Introduction to Legal Technology, lecture 5 (2015)


Slides for lecture 5 of the course Introduction to Legal Technology at the University of Turku Law School, presented Feb 10 2015.

This lecture is the first of three lectures on specific legal technology applications: information retrieval, knowledge management, and e-discovery.

  1. 1. TLS0070 Introduction to Legal Technology Lecture 5 Applications I: Information retrieval, knowledge management, e-discovery University of Turku Law School 2015-02-10 Anna Ronkainen @ronkaine
  3. 3. Google Flu Trends -  predicting the timing and strength of influenza epidemics based on the relative frequency of certain keywords in searches -  values for the model in black (dotted lines 95% confidence intervals for predicted values), actual CDC influenza figures in red
  5. 5. Performance after the initial period
  6. 6. Lessons worth learning (also for legal applications) -  transparency and replicability -  use big data for understanding the unknown -  study the algorithm -  it’s not just about the size of the data (from Lazer et al 2014)
  7. 7. Applications (general)
  8. 8. Application lectures overview Applications I (this week): -  information retrieval -  e-discovery (e-disclosure) -  knowledge management Applications II (next week, 1st half): -  case management -  online dispute resolution -  access to justice solutions Applications III (next week, 2nd half): -  decision support -  prediction -  automation -  self-service
  9. 9. Legal tech applications not covered here -  general-purpose applications (like Office®/ office software) -  legislative drafting applications -  docket management (and other applications for use within the judiciary) -  courtroom visualization (etc.) software -  ... and probably a ton of other things I don’t even know existed
  10. 10. Information retrieval
  11. 11. Information retrieval (IR) -  the granddaddy of legal tech applications -  the only form of legal tech available in all (industrial) countries at least in some form -  making different types of static legal content available for human consumption -  statute law (+ commentaries) -  case law -  doctrine: journal articles and books
  12. 12. Information retrieval users -  types of users: -  lawyers in general -  subgroups of lawyers (e.g. IP lawyers) -  legal/admin support staff (e.g. tax administrators, paralegals, informaticians) -  other non-law professionals -  ordinary citizens -  different users have different needs in terms of -  type and quantity of content required -  terminology used -  user interface in general
  13. 13. First-generation information retrieval -  take whatever text you have (on paper) and put it into a database -  full-text search (exact match or wildcards) -  structured search (in whatever fields are available) -  Boolean search with AND, OR, NOT -  some metadata enhancements like keywords (typically same as on paper)
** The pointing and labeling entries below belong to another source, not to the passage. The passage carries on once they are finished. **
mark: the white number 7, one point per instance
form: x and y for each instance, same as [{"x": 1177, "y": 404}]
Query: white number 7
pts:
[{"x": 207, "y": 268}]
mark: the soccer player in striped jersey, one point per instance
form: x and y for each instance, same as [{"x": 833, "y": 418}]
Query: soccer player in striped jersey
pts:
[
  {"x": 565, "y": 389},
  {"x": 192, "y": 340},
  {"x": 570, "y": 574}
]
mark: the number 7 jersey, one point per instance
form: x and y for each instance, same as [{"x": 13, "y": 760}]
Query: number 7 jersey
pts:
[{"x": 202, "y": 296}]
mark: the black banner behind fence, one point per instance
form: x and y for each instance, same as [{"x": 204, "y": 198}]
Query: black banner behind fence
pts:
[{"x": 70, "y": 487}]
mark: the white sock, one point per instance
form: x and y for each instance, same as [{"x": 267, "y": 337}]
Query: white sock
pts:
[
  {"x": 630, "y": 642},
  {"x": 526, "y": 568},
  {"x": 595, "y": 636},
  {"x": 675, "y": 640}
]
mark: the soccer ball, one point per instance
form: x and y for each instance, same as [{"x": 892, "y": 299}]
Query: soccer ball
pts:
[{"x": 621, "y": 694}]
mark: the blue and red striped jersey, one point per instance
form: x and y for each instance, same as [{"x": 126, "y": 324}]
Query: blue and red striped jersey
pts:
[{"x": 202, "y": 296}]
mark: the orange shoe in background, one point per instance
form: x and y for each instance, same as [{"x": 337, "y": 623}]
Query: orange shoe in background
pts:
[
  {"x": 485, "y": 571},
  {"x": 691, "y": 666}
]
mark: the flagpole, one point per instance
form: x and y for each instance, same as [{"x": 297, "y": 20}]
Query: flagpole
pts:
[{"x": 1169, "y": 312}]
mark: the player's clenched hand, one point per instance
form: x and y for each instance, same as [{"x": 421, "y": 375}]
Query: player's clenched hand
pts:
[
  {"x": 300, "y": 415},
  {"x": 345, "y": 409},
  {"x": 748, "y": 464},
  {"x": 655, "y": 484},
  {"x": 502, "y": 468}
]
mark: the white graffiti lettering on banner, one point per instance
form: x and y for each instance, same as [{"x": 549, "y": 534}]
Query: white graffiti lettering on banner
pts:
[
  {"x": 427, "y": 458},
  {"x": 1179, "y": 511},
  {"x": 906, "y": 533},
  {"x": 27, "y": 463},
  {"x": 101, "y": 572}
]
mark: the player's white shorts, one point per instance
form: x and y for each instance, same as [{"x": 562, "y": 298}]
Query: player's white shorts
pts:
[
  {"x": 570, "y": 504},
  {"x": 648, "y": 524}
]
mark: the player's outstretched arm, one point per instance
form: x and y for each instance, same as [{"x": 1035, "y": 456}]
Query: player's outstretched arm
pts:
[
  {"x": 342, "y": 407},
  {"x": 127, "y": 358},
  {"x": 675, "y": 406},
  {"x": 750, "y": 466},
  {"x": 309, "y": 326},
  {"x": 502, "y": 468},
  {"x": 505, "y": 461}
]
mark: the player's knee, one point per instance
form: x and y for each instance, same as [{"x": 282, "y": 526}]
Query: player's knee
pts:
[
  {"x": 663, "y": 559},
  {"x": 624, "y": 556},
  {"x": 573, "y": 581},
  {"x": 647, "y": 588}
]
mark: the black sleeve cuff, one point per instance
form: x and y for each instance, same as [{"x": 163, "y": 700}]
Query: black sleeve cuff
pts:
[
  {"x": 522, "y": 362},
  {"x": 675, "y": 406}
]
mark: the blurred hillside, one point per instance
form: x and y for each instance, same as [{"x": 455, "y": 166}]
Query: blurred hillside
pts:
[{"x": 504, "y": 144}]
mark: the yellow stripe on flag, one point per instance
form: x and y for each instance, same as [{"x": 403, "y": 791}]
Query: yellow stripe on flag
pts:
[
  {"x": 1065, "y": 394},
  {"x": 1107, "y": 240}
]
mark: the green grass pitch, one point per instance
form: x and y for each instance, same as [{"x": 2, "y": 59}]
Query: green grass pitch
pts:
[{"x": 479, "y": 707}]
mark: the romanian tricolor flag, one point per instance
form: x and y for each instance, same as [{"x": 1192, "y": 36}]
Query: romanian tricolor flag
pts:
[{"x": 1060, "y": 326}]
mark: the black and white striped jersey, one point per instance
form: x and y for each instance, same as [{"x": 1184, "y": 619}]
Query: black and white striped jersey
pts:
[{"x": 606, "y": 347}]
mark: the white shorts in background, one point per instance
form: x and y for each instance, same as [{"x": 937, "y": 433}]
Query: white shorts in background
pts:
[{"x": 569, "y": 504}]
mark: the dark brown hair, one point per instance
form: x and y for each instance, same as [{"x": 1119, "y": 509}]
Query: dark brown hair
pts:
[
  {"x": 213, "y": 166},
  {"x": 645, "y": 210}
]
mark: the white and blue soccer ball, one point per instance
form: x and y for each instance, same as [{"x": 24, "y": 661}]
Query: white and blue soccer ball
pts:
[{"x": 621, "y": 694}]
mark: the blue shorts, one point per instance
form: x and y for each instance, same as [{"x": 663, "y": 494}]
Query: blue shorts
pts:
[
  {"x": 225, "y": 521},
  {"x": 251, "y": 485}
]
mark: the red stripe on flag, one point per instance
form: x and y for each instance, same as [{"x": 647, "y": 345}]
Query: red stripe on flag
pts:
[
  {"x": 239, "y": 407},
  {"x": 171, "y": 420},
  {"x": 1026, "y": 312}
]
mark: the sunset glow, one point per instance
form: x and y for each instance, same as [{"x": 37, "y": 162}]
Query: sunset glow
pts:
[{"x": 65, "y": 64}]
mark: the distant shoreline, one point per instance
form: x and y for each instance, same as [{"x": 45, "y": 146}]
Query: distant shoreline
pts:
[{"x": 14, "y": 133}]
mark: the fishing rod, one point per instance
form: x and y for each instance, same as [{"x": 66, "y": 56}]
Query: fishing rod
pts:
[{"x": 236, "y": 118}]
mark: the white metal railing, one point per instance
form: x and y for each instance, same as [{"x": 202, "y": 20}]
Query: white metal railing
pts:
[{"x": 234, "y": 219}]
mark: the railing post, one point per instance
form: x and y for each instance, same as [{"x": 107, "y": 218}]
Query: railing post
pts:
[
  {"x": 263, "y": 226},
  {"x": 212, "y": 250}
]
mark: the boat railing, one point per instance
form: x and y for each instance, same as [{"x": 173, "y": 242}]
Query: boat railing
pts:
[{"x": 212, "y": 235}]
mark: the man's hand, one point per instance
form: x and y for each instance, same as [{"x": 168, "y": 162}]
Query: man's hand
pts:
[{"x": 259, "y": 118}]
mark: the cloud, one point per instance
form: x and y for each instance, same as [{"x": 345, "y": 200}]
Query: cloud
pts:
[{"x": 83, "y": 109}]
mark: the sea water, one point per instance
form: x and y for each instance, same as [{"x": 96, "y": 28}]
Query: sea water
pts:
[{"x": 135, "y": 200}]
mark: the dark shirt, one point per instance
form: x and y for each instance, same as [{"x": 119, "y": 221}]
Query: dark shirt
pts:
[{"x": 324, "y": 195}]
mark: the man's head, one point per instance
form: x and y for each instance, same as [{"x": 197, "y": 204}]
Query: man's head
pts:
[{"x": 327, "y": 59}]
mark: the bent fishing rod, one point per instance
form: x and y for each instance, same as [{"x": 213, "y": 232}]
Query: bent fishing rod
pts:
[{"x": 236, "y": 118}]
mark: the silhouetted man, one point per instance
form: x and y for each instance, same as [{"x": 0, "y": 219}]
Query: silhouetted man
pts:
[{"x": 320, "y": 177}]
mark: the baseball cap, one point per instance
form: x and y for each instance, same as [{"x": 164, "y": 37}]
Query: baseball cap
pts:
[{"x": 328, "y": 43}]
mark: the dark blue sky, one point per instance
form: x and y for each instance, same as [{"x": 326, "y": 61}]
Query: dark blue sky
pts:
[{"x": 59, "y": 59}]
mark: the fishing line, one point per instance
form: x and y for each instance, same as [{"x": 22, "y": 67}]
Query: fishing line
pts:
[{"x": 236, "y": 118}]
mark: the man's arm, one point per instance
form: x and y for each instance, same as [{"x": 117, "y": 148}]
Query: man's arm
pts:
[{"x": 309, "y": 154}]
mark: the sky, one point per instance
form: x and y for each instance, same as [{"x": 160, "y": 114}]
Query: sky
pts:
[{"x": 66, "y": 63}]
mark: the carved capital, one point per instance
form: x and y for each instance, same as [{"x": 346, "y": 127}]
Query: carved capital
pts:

  14. 14. Present-day Boolean search example: TMview
  15. 15. Further developments -  hypertext (links) -  better search capabilities with language technology (try searching for “back” as a noun) -  relevancy ranking -  recommendations for further reading -  morebetter metadata
  16. 16. An example: WestlawNext -  natural-language and Boolean search -  relevancy ranking of sources of law, using (among others) a network of links between cases -  (commercial break, text version:
  17. 17. On the horizon -  natural-language query interfaces and advanced text understanding (think Watson/ Siri) -  merging relevancy ranking with predictive legal analytics (like a certain trademark platform) -  even more polarization between biggest markets (esp. US) and others (e.g. Finland, let alone developing countries)
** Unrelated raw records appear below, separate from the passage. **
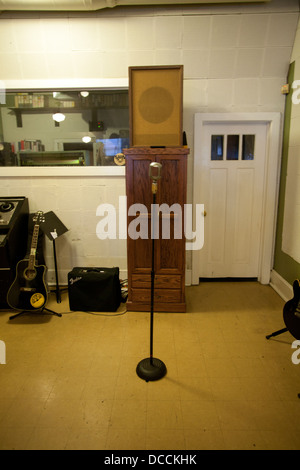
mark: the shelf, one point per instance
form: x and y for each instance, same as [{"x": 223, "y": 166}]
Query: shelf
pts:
[{"x": 46, "y": 110}]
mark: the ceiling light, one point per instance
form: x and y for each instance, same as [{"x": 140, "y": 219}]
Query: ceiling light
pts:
[{"x": 58, "y": 117}]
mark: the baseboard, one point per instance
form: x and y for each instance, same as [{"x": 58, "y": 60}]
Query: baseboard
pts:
[{"x": 281, "y": 286}]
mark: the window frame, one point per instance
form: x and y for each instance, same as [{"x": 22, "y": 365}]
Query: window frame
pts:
[{"x": 12, "y": 86}]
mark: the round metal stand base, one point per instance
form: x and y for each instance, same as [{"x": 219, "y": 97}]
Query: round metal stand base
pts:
[{"x": 151, "y": 370}]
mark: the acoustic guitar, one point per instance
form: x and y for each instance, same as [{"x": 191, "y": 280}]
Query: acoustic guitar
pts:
[
  {"x": 28, "y": 291},
  {"x": 291, "y": 312}
]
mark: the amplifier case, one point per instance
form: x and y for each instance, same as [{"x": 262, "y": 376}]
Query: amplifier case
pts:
[{"x": 94, "y": 289}]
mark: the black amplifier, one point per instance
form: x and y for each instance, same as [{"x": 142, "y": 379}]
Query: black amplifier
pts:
[{"x": 94, "y": 289}]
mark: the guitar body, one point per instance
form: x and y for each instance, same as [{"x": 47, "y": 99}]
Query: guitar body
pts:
[
  {"x": 291, "y": 312},
  {"x": 28, "y": 291}
]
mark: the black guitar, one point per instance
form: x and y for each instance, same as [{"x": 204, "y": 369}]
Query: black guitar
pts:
[
  {"x": 291, "y": 312},
  {"x": 28, "y": 291}
]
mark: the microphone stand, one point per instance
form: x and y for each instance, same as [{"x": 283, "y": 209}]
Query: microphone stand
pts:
[{"x": 151, "y": 368}]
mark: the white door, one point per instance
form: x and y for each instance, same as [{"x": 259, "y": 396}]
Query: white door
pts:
[{"x": 229, "y": 176}]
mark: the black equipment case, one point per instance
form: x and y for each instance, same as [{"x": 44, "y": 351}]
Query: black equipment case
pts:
[{"x": 94, "y": 289}]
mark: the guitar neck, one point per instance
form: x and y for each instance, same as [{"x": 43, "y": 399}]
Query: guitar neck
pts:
[{"x": 33, "y": 247}]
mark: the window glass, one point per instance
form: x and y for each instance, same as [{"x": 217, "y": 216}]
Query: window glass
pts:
[
  {"x": 248, "y": 147},
  {"x": 232, "y": 147},
  {"x": 54, "y": 128}
]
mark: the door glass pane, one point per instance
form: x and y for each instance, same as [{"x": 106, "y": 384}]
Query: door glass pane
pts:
[
  {"x": 233, "y": 147},
  {"x": 217, "y": 142},
  {"x": 248, "y": 147}
]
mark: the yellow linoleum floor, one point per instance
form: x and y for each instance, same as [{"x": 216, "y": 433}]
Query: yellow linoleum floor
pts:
[{"x": 71, "y": 383}]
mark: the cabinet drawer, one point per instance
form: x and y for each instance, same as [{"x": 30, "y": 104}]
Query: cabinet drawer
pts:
[
  {"x": 160, "y": 295},
  {"x": 162, "y": 281}
]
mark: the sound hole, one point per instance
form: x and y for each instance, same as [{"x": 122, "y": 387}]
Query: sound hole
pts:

  18. 18. Knowledge management
  19. 19. Knowledge management -  taking (and improving upon!) the knowledge (explicit and tacit!) of an organization and putting it into optimal use -  by no means just tech: creating and developing processes within the organization is equally important -  can take different forms: -  internal: e.g. making work product (memos, contracts etc.) electronically searchable -  external: creating digital legal content for use by law firm customers
  20. 20. Knowledge management advantages -  higher efficiency -> better service -  higher quality (better dissemination of expertise) -  makes life easier for lawyers (increased productivity, reduced stress) -  keeps knowledge in the firm even if individuals leave -  helps with the training of new lawyers -  necessary for good risk management (after Kay 2003)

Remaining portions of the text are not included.